« Les présidents africains sont conscients que les services secrets français ne sont pas à leur service »

Dans leur livre « Nos chers espions en Afrique », les journalistes Antoine Glaser et Thomas Hofnung expliquent comment les services de renseignement français orientent la politique africaine de la France et défendent les intérêts de l’ex-puissance coloniale dans son ancien pré-carré africain. Interview.

Quel rôle jouent les espions français dans la détermination de la politique africaine de la France ? C’est à cette vaste question que les journalistes Antoine Glaser et Thomas Hofnung, qui couvrent l’actualité africaine depuis de nombreuses années, se sont attaqués dans leur dernier ouvrage Nos chers espions en Afrique.

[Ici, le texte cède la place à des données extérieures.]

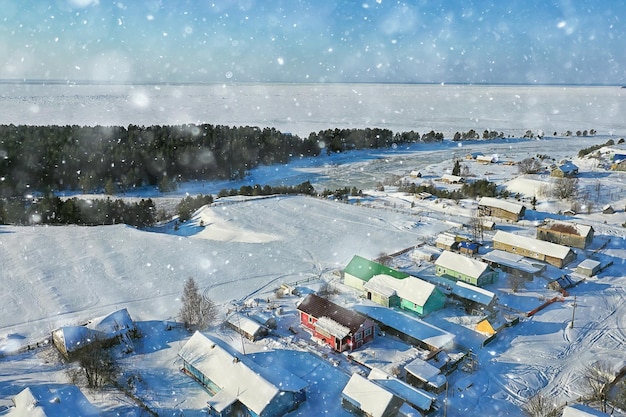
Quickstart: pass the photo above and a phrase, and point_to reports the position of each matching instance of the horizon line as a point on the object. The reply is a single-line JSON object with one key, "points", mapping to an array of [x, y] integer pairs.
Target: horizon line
{"points": [[59, 81]]}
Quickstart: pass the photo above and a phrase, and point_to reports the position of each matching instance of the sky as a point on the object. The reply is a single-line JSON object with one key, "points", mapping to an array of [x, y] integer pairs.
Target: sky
{"points": [[314, 41]]}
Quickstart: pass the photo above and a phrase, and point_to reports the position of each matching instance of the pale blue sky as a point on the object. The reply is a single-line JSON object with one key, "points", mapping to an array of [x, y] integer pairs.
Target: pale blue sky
{"points": [[532, 41]]}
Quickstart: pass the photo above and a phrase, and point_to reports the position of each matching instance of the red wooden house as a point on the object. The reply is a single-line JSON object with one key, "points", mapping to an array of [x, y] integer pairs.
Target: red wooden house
{"points": [[337, 326]]}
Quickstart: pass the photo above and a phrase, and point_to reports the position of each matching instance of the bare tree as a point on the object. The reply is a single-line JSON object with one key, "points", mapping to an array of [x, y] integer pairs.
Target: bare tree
{"points": [[197, 311], [477, 226], [529, 166], [565, 188], [96, 365], [597, 379], [541, 406]]}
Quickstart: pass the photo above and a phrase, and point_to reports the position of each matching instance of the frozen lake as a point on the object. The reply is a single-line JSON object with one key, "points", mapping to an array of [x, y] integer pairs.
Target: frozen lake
{"points": [[305, 108]]}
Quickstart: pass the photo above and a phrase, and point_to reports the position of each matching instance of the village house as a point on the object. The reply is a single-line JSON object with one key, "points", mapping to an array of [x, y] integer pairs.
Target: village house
{"points": [[115, 328], [513, 264], [411, 293], [246, 326], [473, 298], [364, 397], [452, 179], [462, 268], [502, 209], [409, 328], [44, 401], [589, 267], [338, 327], [360, 270], [239, 386], [551, 253], [565, 170], [566, 233]]}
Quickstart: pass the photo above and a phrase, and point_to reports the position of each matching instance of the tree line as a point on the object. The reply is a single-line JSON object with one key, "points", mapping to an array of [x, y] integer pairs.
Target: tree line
{"points": [[115, 158]]}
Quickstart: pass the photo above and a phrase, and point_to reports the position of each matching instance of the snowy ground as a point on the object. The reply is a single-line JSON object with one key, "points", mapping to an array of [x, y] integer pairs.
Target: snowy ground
{"points": [[56, 276]]}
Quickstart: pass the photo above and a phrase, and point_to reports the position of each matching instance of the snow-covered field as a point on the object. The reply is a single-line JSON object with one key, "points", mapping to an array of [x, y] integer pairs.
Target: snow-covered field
{"points": [[56, 276]]}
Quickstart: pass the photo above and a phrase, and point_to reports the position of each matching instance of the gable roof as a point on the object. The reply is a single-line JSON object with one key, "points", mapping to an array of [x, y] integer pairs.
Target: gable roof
{"points": [[505, 205], [461, 263], [103, 328], [415, 396], [409, 325], [42, 401], [473, 293], [319, 307], [365, 269], [371, 398], [238, 378], [411, 289], [567, 227], [532, 244]]}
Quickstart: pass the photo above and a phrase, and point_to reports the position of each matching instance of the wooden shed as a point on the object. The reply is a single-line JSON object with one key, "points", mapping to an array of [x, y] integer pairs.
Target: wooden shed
{"points": [[566, 233], [551, 253], [502, 209], [462, 268]]}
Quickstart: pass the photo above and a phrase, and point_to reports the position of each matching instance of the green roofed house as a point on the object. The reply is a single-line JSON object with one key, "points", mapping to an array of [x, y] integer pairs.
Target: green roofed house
{"points": [[361, 270]]}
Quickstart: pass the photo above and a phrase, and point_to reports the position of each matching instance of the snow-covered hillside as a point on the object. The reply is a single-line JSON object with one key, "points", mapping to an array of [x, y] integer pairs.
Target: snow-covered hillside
{"points": [[241, 249]]}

De l’époque trouble de Jacques Foccart à l’élection d’Emmanuel Macron, ils reviennent sur le travail discret mais central des services de renseignement français à travers le continent, sur leur relations fluctuantes avec les présidents africains ou encore sur la concurrence accrue que leur impose désormais certaines puissances étrangères.

Jeune Afrique : Pourquoi avoir consacré un livre aux services de renseignement français sur le continent ?

Thomas Hofnung : L’idée est venue quand nous nous sommes aperçus que plusieurs diplomates français étaient passés par la DGSE [la Direction générale de la sécurité extérieure] : Franck Paris, le conseiller Afrique d’Emmanuel Macron, Rémi Maréchaux, le directeur Afrique du Quai d’Orsay, Christophe Bigot, l’ambassadeur de France au Sénégal, Bruno Joubert, l’ex-conseiller Afrique de Nicolas Sarkozy… Il y a de plus en plus de passerelles entre le Quai d’Orsay et le boulevard Mortier. Nous nous sommes donc demandé quel rôle jouaient les espions dans les relations franco-africaines.

Comment sont perçus les services de renseignement français par les dirigeants africains ?

Ce sont des rapports très ambivalents. À certains moments, il peut y avoir des rapports de confiance. À d’autres, il y a une méfiance de la part de certains dirigeants africains, qui pensent que la France joue un double jeu à leur égard. Tous sont parfaitement conscients que les services secrets français ne sont pas à leur service.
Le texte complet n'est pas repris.